Distinguishing Collection Sets from Category Collections
The collection tree has two kinds of nodes that look identical in the filesystem but serve completely different purposes.
A node like travels/asia/ is purely organisational. It groups cities under a region but isn’t something you’d point someone to as a finished work. A node like travels/asia/chiang-mai/ is a real photo set — curated, dated, and ready to stand on its own.
Both are index.md files. Both live in the same hierarchy. Without an explicit signal, there’s no clean way to tell them apart.
The problem: archives need to filter
The archives page aggregates all published content into a chronological timeline — articles, notes, links, and now photo collections. The intent is to show things worth revisiting, not every internal navigation node.
Showing Travels or Asia in the archive alongside Chiang Mai would be noise. Those nodes don’t have standalone value; they’re structure.
The solution: a set flag
A single boolean field in the collections_photos schema:
const collections_photos = defineCollection({
schema: z.object({
title: z.string(),
description: z.string(),
location: z.string().optional(),
publishDate: z.coerce.date().optional(),
draft: z.boolean().default(false),
coverImage: z.string().optional(),
order: z.number().int().default(0),
set: z.boolean().default(false),
}),
});
Defaults to false, so existing category nodes need no changes. Only the actual photo sets carry set: true:
---
title: Chiang Mai
description: Street scenes and quiet moments from Chiang Mai.
location: Chiang Mai, Thailand
publishDate: 2025-10-06T11:04:00+01:00
set: true
---
travels/index.md and asia/index.md stay untouched. No set field, no publishDate — they remain what they are: navigation aids.
Why not infer from publishDate?
The publishDate field was already present on leaf collections and absent on category nodes, which makes it a tempting proxy. Filter on !!publishDate and you’d get the same result today.
The problem is semantic drift. publishDate means “when this was published”. Using its presence as a proxy for “this is a real set” gives the field two meanings. It also creates a subtle trap: adding a date to a category node for some future purpose would silently promote it to the archive.

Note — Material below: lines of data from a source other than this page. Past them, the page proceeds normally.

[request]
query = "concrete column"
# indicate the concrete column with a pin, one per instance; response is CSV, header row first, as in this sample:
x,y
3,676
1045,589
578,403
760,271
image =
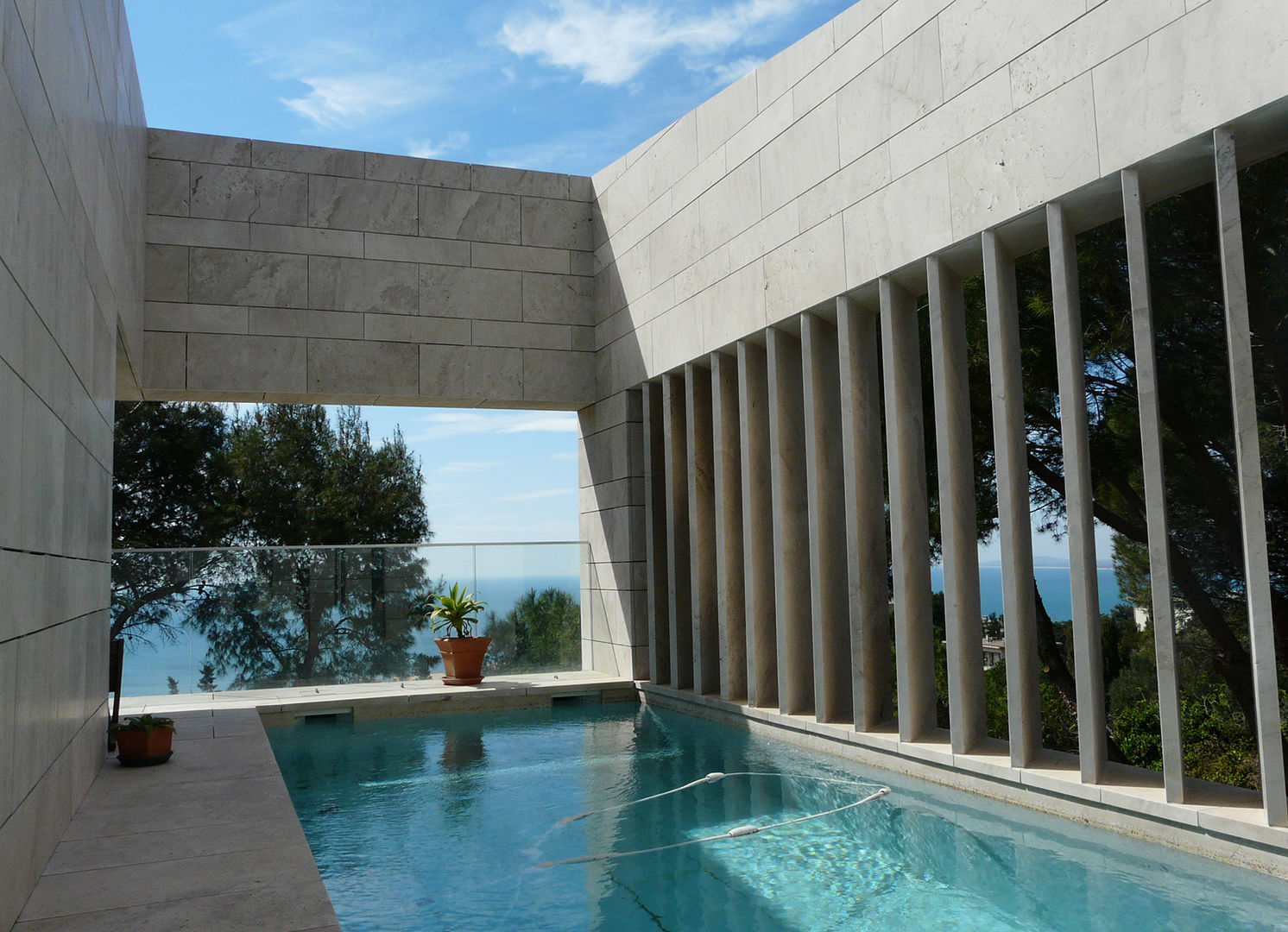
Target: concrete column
x,y
858,350
791,523
1023,702
678,568
702,529
1070,364
957,520
834,699
910,526
654,536
758,526
1156,489
1252,511
730,589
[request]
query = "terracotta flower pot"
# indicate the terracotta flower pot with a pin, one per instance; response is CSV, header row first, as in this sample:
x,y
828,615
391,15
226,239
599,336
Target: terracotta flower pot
x,y
463,659
139,748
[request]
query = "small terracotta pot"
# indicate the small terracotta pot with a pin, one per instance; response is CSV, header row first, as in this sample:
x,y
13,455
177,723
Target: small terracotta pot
x,y
143,746
463,659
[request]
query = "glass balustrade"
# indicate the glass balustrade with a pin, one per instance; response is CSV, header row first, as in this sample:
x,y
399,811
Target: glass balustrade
x,y
281,617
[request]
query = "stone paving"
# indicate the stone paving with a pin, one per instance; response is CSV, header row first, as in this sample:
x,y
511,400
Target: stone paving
x,y
210,841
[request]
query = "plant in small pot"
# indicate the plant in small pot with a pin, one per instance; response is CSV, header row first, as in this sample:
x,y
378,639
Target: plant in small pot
x,y
455,615
143,740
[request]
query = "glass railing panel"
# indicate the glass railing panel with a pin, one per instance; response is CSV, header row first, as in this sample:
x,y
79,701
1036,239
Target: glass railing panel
x,y
534,595
291,617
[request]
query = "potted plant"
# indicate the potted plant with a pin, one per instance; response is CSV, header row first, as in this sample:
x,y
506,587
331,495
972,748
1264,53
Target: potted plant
x,y
143,740
455,615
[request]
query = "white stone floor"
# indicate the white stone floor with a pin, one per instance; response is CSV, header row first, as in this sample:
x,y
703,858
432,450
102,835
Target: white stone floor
x,y
210,841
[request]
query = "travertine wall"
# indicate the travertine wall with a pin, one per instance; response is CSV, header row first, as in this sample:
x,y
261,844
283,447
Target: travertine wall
x,y
610,475
759,266
286,272
71,275
894,131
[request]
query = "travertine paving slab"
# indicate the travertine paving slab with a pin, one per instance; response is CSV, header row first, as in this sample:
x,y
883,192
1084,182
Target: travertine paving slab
x,y
207,841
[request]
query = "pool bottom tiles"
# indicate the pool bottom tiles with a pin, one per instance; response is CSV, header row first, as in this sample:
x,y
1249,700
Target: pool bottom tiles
x,y
452,822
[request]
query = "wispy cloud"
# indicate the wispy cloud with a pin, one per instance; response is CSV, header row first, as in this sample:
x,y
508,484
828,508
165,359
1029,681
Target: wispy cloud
x,y
426,148
344,99
529,496
610,44
445,424
555,423
728,72
355,66
470,466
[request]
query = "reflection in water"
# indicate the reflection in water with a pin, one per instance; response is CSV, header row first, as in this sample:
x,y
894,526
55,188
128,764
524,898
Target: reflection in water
x,y
492,793
463,762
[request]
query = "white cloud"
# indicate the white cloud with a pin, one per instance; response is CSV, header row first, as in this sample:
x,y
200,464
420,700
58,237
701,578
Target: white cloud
x,y
470,466
555,423
529,496
445,424
356,67
455,141
610,44
728,72
344,99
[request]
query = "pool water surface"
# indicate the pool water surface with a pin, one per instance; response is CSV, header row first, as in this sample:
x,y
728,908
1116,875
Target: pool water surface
x,y
441,822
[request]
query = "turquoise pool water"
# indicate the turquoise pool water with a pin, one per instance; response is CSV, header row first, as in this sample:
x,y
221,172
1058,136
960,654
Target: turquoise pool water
x,y
439,822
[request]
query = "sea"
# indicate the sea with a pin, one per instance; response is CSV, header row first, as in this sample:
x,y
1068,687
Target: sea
x,y
147,667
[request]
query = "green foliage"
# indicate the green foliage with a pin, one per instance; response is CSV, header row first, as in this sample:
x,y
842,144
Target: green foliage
x,y
277,475
456,612
541,633
146,724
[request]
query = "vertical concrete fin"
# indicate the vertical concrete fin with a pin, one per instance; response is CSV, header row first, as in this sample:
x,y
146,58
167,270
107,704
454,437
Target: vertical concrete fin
x,y
791,523
730,591
1252,511
957,506
758,526
702,529
1156,489
679,594
654,536
859,348
824,479
910,526
1070,366
1023,702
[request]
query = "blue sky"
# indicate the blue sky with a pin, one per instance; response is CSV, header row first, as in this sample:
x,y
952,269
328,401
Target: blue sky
x,y
562,86
567,85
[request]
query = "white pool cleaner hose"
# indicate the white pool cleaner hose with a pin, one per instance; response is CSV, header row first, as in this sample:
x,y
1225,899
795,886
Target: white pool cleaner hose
x,y
740,832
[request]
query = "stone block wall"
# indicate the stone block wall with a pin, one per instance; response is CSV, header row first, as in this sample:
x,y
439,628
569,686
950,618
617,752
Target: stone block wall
x,y
900,129
286,272
71,278
610,479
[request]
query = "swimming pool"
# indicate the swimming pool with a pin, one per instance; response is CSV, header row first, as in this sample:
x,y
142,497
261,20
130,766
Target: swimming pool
x,y
401,811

An explicit set: true says what it means. The filter in the archives page is unambiguous:
const photoSets = (
await getCollection(
"collections_photos",
({ data }) => data.set && !data.draft && !!data.publishDate,
)
).map((c) => ({
title: c.data.title,
date: c.data.publishDate!,
url: `/photos/collections/${collectionSlug(c)}`,
type: "photos" as const,
}));
Both conditions must hold: the node must be flagged as a set, and it must have a publish date. Either alone isn’t enough.
The archive result
Photo sets appear in the archive alongside articles and notes, grouped by year, with a Photo Collection type badge. Category collections never appear. New collections added in the future are opt-in — the default is invisible until explicitly marked as a set.
The two flags also serve different authors in different moments. You might create a collection node and start adding photos over weeks before it’s ready to publish. The set flag declares intent; publishDate declares readiness. Keeping them separate makes the draft workflow cleaner.